Sorry, my browser here is having a hard time making out who is sending 
what e-mail; if you want me to reply to the list then it might be best 
to cc-me in the e-mail so I can reply to each message on its own, if 
necessary.  My apologies if I misattribute message senders below.  Some 
more quick replies:


[I think Jaime said this:]
"<<  Actually, birds of all types have very, very large ilia. Many 
advanced quadrupedal dinosaurs, like titanosaurs and ankylosaurs, have 
very large ilia, but are still not considered swift runners.<<"

[Then Tracy said this?:]
"Yes, but large in one isn't the same as large in another. The ilia are
shaped differently so you really can't compare them to each other that 
well. Birds and theropods have different ilia in that they are large in 
different ways, thus the muscle attachment isn't the same, even though 
the same muscles are used. Pubis and ischia as well as the caudo-
femoralis muscle. If the femur was held the way Hutichinson & Gracia 
have it, how does the caudo-femoralis fit? Wouldn't that be stretched 
really far? I liken it to how different the wing muscles between 
pterosaurs and birds (well, maybe not that drastic but you should get 
the idea).

I respectfully disagree with Tracy here and agree more with Jaime's 
point.  Although no one has quantified this in a paper, to my 
knowledge, my impression is that neornithine ilia are proportionately 
larger than most non-avian dinosaur ilia.  I think the sacral count is 
a rough indicator of this as I noted in my 2001 ZJLS pelvis paper; 10-
22 sacrals in neornithines, ~5 in most non-maniraptorans, and stepwise 
evolution in between.  I don't see their shape as so drastically 
different to render comparisons inadequate; if they are then it needs 
to be demonstrated empirically rather than asserted as 
just "different."  Isn't that just a Martin/Feduccia et al. rhetorical 

The femur orientation we use is just the same that other authors such 
as GS Paul have illustrated it, and I cannot rule out that it was 
possible.  I do not see a reason why the CFL would be overstretched.  
With muscle fibers arranged at angles to the central tendon, I would 
expect that the muscle would have a fairly wide range of action.
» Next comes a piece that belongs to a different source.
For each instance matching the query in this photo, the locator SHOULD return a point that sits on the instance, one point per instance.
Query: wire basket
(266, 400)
[Thomas Miller said this?]
"<Was a 20-30% of mass even possible, say common 65 million years ago ?
Nobody really knowns.>"

[And Jaime replied:]
  "It is in some birds well over 30%, and such osteological features 
that indicate mass in these taxa indicate that similar values were 
present in cursorial theropods, like *Tyrannosaurus*.

[To which Tracy replied?:]
"Ok, to play devils advocate, 70% isn't."

I'm not sure which birds/data Jaime is citing, and whether he is 
considering both legs and just extensor muscles (i.e. those with an 
extensor moment arm about a joint... and especially those that are 
actively contracting at mid-stance, which isn't all extensors 
necessarily).  So I'd have to say that I don't know of data that agree 
with his statement.  The ostrich data I've seen shows ~20% body mass as 
valid extensor muscles (both legs total).  More work does need to be 
done on how much extensor muscles are in living animals, and I am doing 
tons of that lately, but from what I've seen so far in large and small 
animals; mammals, crocs, lizards, birds, etc. 20% is toward an extreme 
end, especially for bipeds.

Keep in mind that (as Per Christiansen recently showed, and earlier 
work suggested) skeletal mass increases as a percentage of body mass, 
reaching ~20% mbody in larger tetrapods.  Pleurocoels, hollow long 
bones, etc. probably helped at least a little in theropods (compared to 
the absence of such things, which would have to add mass), but it's 
something to be considered in larger taxa.  The histogram in the NY 
Times article is a nice demonstration of this concept.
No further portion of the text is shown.